UBS Sees 20% Drop for Biggest China Stocks on Profit DropBloomberg News
UBS AG says it’s time to start cutting Chinese profit forecasts again.
Chen Li, the lender’s chief China equity strategist, estimates companies in the nation’s CSI 300 Index will post a 3 percent drop in earnings this year, versus consensus forecasts for a 14 percent gain. As analysts downgrade projections to account for a weak property market and depreciating yuan, China’s biggest non-bank stocks may extend this year’s drop to 20 percent, Chen says.
The Shanghai-based strategist sees parallels with 2012, when the nation’s slowing economy spurred analysts to reduce profit estimates and the CSI 300 index fell more than 20 percent from its May high through the December low. The gauge has retreated 8 percent so far this year amid concern that a housing slump will add risks to an economy that analysts already predict will grow at the slowest pace in 24 years.
“It will be a down year for stocks,” Chen said in a May 13 interview at the Swiss bank’s office in Shanghai. “Property will be the biggest risk.”
Chen predicted China’s stocks would tumble in 2011, when the CSI 300 plunged 25 percent. He forecast a 20 percent rally in December 2012. While the gauge subsequently advanced more than 25 percent in two months, it erased most of those gains by mid-year.
Chinese President Xi Jinping said last week that the nation needs to adapt to a “new normal” in the pace of economic growth. New building construction fell 22 percent in the first four months of the year, while home sales slid 18 percent in April. Data on industrial output, retail sales and investment for April released this week all trailed analysts’ estimates.
The CSI 300 fell 1.3 percent to 2,144.08 at the close, versus a 0.3 percent gain in the MSCI Emerging Markets Index. The Bloomberg index of the most-traded Chinese shares in the U.S. dropped 0.2 percent to 100.71 in New York yesterday, extending this year’s decline to 5 percent.
The yuan has lost 2.8 percent versus the dollar this year and touched its weakest level since October 2012 last month.
A weaker Chinese currency has hurt businesses, including airlines and developers, that borrowed money in dollars to fund projects, Chen said. A further 3 percent depreciation would cost the companies about 30 billion yuan ($4.8 billion), equal to as much as 9 percent of their total earnings, Chen said.
The CSI 300 index’s “downside risk” is between 15 percent and 20 percent, excluding banks, he said.
Bullish forecasts on Chinese stocks from some of Chen’s peers have so far failed to come true. The Communist Party’s biggest policy changes since the 1990s, unveiled in November, led Goldman Sachs Group Inc. to raise its recommendation on Chinese shares to overweight and spurred Citigroup Inc. to predict returns of at least 20 percent in 2014.
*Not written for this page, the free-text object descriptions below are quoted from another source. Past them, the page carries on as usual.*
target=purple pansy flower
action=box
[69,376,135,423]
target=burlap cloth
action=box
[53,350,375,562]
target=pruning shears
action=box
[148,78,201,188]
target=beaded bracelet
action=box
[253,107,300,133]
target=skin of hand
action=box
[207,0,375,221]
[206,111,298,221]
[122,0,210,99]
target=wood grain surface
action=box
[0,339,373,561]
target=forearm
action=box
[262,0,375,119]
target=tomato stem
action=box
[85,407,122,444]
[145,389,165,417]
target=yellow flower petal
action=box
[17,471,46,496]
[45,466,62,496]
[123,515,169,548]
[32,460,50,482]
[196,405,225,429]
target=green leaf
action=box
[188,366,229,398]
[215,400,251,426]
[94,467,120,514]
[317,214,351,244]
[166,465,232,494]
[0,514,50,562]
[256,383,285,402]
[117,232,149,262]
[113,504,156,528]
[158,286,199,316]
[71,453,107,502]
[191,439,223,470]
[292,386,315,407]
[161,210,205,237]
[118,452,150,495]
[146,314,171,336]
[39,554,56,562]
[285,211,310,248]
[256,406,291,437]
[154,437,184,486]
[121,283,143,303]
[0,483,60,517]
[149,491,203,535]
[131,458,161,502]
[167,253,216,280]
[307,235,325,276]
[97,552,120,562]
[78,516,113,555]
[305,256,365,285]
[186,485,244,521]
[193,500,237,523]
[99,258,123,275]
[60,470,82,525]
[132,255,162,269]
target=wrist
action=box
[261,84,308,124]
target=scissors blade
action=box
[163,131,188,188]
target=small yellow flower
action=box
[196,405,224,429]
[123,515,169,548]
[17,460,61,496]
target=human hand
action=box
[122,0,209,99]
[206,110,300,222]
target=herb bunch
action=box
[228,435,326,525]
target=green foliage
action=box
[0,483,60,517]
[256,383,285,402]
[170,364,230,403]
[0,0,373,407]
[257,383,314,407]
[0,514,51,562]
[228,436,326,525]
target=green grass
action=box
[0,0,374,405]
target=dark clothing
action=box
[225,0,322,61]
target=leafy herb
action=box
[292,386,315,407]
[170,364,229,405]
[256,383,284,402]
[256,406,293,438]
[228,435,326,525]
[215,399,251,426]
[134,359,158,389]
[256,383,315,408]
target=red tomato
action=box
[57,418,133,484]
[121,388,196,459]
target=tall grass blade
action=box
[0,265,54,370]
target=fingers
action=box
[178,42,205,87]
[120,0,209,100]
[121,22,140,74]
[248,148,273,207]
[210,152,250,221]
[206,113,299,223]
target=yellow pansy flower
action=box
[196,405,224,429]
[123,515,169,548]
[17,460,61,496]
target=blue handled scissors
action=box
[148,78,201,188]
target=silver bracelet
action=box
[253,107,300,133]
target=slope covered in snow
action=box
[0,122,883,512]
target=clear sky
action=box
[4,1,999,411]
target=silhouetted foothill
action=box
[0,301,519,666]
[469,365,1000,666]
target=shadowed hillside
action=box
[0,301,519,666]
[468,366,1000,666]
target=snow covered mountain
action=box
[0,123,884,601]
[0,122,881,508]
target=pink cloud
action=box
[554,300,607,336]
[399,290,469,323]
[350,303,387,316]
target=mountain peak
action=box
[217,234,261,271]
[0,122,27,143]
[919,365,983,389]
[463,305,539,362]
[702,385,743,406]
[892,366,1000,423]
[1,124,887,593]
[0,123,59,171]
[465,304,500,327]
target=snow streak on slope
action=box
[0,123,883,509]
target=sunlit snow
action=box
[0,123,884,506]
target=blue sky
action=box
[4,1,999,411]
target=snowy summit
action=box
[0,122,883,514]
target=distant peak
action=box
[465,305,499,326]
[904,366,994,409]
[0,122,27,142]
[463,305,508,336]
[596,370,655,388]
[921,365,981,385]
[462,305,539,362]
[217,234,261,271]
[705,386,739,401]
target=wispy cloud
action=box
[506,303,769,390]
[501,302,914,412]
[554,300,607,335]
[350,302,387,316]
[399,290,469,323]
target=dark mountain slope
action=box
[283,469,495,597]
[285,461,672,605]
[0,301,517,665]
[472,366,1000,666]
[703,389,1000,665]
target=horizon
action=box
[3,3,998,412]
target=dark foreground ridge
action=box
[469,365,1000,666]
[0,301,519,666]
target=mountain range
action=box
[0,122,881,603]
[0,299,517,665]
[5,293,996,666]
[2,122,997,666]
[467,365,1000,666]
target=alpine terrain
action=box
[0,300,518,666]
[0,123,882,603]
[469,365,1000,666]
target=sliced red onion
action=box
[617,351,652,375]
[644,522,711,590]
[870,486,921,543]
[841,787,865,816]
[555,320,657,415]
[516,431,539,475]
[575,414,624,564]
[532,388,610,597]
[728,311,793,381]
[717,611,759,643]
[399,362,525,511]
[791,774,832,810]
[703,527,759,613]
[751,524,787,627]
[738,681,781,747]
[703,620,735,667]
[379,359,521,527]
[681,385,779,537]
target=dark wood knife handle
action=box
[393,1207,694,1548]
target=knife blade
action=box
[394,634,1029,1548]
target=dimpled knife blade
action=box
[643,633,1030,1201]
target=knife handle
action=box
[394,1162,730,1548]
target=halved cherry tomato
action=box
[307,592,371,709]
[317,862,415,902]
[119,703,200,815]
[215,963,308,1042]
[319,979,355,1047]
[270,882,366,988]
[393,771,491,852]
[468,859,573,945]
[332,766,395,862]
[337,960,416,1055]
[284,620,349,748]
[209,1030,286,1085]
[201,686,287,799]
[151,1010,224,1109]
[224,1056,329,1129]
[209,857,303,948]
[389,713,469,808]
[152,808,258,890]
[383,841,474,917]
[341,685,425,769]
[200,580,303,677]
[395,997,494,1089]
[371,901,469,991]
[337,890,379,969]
Chen is less pessimistic on shares of China’s smaller companies this year. He sees downside of 7 percent to 8 percent for the ChiNext index, which is dominated by private companies in industries such as technology and health care. The gauge has tumbled 19.6 percent from this year’s peak in February, approaching bear market losses of 20 percent.
“If the ChiNext index decreases another 10 percent, I would be very interested in buying,” said Chen, who in January predicted a plunge in the gauge on prospects a revival of initial public offerings would divert funds from existing shares. “Small-caps still have earnings growth.”
Some investors anticipate the government will step in to bolster the property market and arrest the slowdown in economic growth. While the CSI 300 index slipped 0.1 percent yesterday, the Hang Seng China Enterprises Index rallied 1.4 percent after the central bank asked lenders to expedite mortgages. The gauge extended early gains amid speculation that policy makers will also reduce lenders’ reserve requirements.
A reduction in those ratios alone won’t be effective as companies will still face relatively high borrowing costs, Chen said. China’s economic expansion may slow to as low as 7 percent in the third quarter, he said.
“Slowing property investment will hurt the economy,” Chen said. “The third quarter will be a challenging one for GDP growth.”